For Republicans, the California primary for the US Senate was the key test. A moderate, Rep. Ed Zschau, won the GOP nomination in a contest where sharply conservative candidates might have been expected to shine. Zschau's congressional voting record shows him to be a fiscal conservative who is progressive on social and foreign policy issues.
Democrats, too, seem to be resisting the conventional wisdom that they must draw new strength exclusively from the conservative side of the spectrum. In this year's Senate races many of the Democratic candidates showing the most vitality are from the liberal/progressive side of center -- Terry Sanford in North Carolina, Harriett Woods in Missouri, Tim Wirth in Colorado, and Barbara Mikulski and Michael Barnes in Maryland.
This progressive Senate trend, after the Democrats' loss of key liberal seats in 1980, was already discernible two years ago.
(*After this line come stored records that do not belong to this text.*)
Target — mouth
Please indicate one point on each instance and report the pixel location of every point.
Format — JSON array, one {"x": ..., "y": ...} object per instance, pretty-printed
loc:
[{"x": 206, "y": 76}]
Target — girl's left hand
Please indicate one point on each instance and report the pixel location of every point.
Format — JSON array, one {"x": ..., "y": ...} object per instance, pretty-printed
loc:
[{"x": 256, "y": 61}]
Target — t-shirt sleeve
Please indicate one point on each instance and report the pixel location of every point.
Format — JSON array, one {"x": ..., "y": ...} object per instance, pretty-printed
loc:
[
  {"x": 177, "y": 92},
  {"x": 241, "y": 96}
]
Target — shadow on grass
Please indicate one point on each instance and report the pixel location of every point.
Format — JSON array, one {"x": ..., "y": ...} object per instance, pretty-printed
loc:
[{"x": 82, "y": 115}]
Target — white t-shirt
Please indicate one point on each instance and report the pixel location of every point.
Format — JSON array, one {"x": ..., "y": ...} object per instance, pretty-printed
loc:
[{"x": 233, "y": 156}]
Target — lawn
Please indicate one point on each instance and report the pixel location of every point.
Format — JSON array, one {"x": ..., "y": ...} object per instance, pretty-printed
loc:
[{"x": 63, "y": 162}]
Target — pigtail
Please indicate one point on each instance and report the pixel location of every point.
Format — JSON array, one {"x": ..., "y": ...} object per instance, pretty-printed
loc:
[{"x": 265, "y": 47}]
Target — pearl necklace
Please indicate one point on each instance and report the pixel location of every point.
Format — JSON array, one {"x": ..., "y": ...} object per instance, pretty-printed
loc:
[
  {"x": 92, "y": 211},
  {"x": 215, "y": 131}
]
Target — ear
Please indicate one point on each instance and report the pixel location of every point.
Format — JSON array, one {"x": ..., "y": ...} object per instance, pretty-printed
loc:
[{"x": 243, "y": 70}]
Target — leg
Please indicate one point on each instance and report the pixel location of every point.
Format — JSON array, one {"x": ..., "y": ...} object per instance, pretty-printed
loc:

All five of the Democrats newly elected to the Senate in 1984 were in the progressive mode -- Tom Harkin in Iowa, Paul Simon in Illinois, Albert Gore in Tennessee, John Kerry in Massachusetts, and Jay Rockefeller in West Virginia.
Whatever the prospects of the newest crop of Senate contenders, their presence perpetuates the traditional tension -- in both parties -- between the progressive and conservative wings.
The American system is not only a two-party system. It is a system with diversity in both parties. Ideological tension is essential to a balanced political debate, and to both parties' relevance and competitiveness.
The election cycles starting now for 1986 and '88 give voters a chance to focus on candidates' qualifications rather than any broad ideological trends.
This fall's races are not dominated by any deep dissatisfactions or national issues. There are pockets of economic trouble, as in the farm belt and the energy states. But for most of the country, prosperity continues for its fourth year.
President Reagan's tenure has changed things. Since the recession a few years ago, times have been good. If nothing untoward occurs in the economy or in foreign affairs, the voting-booth question in 1986 and '88 will be chiefly whether this candidate or that is better able to handle the next phase of national affairs.
It will be widely thought that under Mr. Reagan the United States recovered the vibrancy it had lost in a long decline that bottomed during the tenure of Jimmy Carter. Reagan himself will not be a drag on Republican tickets, GOP strategists say; neither will he be a big plus. The attitude is ``We're there and want to keep going,'' says Reagan's longtime campaign spokesman Jim Lake. At the same time, the perception of Reagan's success indicates the public will not go for somebody too far from the center in the next presidential round. Basic issues like war and peace, and social issues like abortion, are not expected to be overriding issues except within certain constituencies.
For candidates, this makes 1986 and 1988 years of opportunity to show what they can do. Prosperity elections usually help incumbents. But an enterprising challenger has a good chance of making it. Zschau, for example, has been waging a smart, energetic campaign that could lead to a close race against Democratic incumbent Alan Cranston in the fall.
For voters, this means a responsibility to follow the campaign closely. Incumbents should not be allowed to hide from meeting their challengers in debate. The public should insist on adequate candidate exposure for insight into how candidates think.